A FDA commission is a delegated authority from the Commissioner of Food and Drugs to an individual to act on his/her behalf. A health, food, or drug officer or employee of any State, Territory, or political subdivision thereof (herein referred to as "state and local officials") may be commissioned to conduct examinations and investigations on FDA’s behalf for the purposes of the Act. For example, a commissioned official may work on behalf of the FDA under contract, partnership, or for the purposes of other worksharing agreements. It may be necessary for state or local officials to carry pocket credentials in cases where they are conducting assignments under FDA authority, such as conducting examinations, inspections, investigations or collecting samples, and copying and verifying records. In other cases, it may be necessary for them to only be commissioned with certificate to receive and review information.

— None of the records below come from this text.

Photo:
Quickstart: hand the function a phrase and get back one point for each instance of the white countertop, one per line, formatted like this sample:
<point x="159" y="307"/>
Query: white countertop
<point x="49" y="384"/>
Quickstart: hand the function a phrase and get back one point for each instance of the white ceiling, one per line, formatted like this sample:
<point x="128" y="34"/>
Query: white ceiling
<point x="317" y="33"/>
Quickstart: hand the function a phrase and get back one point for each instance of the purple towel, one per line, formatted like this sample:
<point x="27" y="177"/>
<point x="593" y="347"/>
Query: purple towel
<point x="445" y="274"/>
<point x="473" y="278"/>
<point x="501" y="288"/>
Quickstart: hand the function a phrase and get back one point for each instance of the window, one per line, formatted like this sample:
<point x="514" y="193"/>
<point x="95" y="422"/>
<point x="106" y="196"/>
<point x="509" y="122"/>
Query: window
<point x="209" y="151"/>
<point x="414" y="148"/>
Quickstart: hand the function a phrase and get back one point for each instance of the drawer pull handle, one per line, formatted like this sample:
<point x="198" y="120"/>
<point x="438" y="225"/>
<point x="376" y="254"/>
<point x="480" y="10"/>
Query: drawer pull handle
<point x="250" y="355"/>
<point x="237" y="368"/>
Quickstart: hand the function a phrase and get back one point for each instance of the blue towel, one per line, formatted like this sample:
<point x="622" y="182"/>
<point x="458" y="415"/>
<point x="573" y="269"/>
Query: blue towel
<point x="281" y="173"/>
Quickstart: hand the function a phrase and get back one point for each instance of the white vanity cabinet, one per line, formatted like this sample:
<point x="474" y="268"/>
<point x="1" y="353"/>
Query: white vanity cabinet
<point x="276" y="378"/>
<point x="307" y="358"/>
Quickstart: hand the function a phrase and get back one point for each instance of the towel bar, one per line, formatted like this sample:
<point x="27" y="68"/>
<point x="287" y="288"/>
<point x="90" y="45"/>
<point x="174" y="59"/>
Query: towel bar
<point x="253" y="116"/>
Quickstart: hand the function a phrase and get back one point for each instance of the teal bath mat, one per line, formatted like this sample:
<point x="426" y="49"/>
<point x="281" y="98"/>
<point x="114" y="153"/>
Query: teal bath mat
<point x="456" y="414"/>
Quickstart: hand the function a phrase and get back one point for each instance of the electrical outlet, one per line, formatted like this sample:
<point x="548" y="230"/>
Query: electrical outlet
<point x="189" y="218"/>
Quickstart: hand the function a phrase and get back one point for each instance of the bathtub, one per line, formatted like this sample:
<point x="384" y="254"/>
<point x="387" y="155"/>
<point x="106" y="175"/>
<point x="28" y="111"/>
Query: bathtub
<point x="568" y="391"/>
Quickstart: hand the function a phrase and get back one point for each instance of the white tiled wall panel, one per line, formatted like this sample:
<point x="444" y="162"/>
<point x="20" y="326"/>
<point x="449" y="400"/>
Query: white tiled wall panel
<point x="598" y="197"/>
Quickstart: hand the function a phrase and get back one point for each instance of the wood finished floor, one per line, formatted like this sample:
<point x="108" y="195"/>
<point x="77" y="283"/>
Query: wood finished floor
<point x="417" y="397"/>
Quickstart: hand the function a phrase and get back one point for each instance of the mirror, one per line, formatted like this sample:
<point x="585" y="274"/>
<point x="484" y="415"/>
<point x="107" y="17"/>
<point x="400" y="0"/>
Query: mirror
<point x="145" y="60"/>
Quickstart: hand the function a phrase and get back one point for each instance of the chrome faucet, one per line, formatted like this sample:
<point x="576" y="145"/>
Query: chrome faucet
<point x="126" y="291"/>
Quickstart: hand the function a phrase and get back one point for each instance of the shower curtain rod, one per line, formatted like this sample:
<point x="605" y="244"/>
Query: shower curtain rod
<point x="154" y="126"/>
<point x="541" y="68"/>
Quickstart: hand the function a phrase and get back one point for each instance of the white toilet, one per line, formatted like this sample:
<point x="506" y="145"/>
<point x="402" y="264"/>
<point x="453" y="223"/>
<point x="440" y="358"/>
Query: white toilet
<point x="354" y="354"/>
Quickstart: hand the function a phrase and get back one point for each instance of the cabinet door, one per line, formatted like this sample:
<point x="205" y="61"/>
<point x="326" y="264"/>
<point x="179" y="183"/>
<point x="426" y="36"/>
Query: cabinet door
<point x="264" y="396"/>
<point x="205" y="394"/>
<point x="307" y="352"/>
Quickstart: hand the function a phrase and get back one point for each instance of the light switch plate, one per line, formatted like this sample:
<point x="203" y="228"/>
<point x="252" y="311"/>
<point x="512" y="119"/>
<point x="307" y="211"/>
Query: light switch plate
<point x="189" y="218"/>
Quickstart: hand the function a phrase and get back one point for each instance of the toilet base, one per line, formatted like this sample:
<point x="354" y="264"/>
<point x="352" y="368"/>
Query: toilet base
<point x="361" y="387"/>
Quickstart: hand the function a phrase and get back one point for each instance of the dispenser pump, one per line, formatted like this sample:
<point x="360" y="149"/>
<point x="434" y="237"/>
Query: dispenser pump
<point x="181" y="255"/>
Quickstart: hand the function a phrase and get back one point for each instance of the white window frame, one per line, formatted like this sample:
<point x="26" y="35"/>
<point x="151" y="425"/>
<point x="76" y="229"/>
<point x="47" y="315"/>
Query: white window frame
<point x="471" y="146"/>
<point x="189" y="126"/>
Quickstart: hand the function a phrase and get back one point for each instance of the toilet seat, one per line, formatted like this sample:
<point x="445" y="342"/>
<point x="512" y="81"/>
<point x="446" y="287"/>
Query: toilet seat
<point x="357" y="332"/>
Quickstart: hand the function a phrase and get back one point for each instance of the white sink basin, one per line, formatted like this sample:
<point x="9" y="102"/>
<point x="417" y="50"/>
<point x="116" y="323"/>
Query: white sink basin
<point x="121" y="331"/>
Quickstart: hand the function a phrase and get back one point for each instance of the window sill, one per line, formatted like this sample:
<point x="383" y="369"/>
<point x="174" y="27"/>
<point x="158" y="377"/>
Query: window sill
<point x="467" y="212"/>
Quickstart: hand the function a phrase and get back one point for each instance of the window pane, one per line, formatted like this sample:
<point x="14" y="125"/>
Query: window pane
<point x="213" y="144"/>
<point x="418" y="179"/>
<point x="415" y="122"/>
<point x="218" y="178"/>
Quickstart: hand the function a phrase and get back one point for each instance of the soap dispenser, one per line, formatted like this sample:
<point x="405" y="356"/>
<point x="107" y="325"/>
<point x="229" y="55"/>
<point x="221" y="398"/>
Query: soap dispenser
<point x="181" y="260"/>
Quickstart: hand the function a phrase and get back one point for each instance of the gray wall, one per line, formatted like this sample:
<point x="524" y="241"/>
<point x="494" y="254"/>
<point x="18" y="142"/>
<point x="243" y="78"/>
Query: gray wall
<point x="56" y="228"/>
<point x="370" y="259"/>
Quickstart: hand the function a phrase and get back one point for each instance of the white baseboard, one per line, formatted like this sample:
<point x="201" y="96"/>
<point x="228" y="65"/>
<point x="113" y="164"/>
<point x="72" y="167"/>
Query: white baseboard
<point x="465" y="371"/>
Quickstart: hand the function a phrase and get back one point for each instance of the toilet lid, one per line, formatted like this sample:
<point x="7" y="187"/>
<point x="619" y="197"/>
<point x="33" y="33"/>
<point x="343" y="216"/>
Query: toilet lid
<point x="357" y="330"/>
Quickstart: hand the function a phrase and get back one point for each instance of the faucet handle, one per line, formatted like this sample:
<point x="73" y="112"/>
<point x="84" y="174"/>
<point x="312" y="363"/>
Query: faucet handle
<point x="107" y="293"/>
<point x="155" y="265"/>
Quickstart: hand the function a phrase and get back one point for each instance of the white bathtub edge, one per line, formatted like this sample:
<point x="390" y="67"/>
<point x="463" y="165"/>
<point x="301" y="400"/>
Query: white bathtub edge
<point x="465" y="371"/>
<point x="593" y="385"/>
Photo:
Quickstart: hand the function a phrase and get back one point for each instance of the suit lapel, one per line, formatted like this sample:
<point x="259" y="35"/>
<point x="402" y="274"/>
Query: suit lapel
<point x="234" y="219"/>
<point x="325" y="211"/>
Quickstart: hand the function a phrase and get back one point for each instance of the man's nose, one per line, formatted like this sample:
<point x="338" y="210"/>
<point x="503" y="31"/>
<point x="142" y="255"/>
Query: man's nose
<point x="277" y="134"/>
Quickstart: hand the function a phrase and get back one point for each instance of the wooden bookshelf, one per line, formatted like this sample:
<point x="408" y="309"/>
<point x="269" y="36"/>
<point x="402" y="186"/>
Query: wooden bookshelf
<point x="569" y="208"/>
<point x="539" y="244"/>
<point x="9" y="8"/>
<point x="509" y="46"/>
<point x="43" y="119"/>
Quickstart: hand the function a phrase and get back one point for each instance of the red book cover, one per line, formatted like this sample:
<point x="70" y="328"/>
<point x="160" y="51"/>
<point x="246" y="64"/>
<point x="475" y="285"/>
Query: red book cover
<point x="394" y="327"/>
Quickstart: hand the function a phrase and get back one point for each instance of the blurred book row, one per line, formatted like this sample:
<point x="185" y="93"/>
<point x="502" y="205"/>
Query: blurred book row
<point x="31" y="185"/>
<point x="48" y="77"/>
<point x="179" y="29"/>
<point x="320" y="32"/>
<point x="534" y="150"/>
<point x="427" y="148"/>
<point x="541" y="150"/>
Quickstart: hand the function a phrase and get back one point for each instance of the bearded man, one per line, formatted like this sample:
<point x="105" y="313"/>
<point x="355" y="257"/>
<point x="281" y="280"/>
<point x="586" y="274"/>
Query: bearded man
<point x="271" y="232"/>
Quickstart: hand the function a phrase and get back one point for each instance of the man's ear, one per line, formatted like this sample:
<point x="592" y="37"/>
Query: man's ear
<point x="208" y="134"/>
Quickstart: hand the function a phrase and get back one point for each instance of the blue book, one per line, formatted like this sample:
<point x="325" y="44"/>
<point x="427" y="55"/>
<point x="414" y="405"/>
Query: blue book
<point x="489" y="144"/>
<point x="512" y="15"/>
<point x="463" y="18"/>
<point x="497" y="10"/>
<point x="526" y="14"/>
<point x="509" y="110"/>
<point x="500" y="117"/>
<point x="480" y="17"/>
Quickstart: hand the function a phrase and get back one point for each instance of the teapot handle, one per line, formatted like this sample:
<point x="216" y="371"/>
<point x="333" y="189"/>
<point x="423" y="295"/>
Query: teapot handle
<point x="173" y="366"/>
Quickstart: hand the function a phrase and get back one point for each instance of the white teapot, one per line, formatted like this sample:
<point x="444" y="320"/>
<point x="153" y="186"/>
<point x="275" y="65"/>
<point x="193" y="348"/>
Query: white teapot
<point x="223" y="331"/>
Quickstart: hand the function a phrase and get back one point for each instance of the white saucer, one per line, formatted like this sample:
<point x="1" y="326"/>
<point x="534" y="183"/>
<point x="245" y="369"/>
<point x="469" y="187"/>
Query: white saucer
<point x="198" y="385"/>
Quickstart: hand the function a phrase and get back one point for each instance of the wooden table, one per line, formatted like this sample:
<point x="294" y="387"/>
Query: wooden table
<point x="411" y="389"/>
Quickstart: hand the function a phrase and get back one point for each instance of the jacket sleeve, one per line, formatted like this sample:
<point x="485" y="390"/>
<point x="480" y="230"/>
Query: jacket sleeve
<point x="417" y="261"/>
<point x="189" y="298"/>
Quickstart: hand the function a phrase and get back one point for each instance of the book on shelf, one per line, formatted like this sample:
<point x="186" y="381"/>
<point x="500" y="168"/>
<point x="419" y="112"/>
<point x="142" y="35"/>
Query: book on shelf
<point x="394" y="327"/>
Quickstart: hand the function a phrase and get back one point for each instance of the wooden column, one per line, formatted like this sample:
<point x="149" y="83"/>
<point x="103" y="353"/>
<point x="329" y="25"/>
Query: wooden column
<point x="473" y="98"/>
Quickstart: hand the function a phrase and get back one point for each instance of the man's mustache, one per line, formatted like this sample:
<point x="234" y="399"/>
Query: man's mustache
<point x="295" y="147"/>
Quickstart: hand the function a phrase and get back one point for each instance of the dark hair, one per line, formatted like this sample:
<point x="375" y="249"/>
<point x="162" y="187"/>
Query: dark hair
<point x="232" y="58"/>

FDA developed its commissioning program to make inter-agency cooperation more effective thereby increasing the amount of public health protection afforded to the American consumer. FDA achieves its goal by:
- Permitting commissioned Federal, state and local officials to operate under Section 702(a)(1)(A) of the Federal Food, Drug, and Cosmetic Act (hereafter referred to as the Act).
- Enabling those commissioned officials to effectively carry out their responsibilities by reviewing FDA information, such as draft policy, that is protected from disclosure to the public by the Freedom of Information Act (FOIA).
Each state or local official commissioned by FDA will receive a certificate of commission. In addition, certain commissioned officials who will be doing work in the field under FDA authority will be provided with a set of pocket credentials.
This chapter focuses on commissioning of state and local officials, and references FDA’s authority to commission officials from other Federal government departments and agencies under the Public Health Security and Bioterrorism Preparedness and Response Act of 2002 (hereafter referred to as the BT Act).
FDA’s Office of Regulatory Affairs Office of Partnerships (OP) - HFC-150 has primary responsibility for overseeing the implementation of FDA’s Commissioning Program. For state or local officials, ORA Regional Food and Drug Directors (RFDDs) have primary responsibility for carrying out the program. For Federal officials, the inter-agency Memorandum of Understanding (MOU) that is required by the BT Act should include provisions regarding the implementation of the commissioning procedures. For that reason, those provisions are briefly mentioned.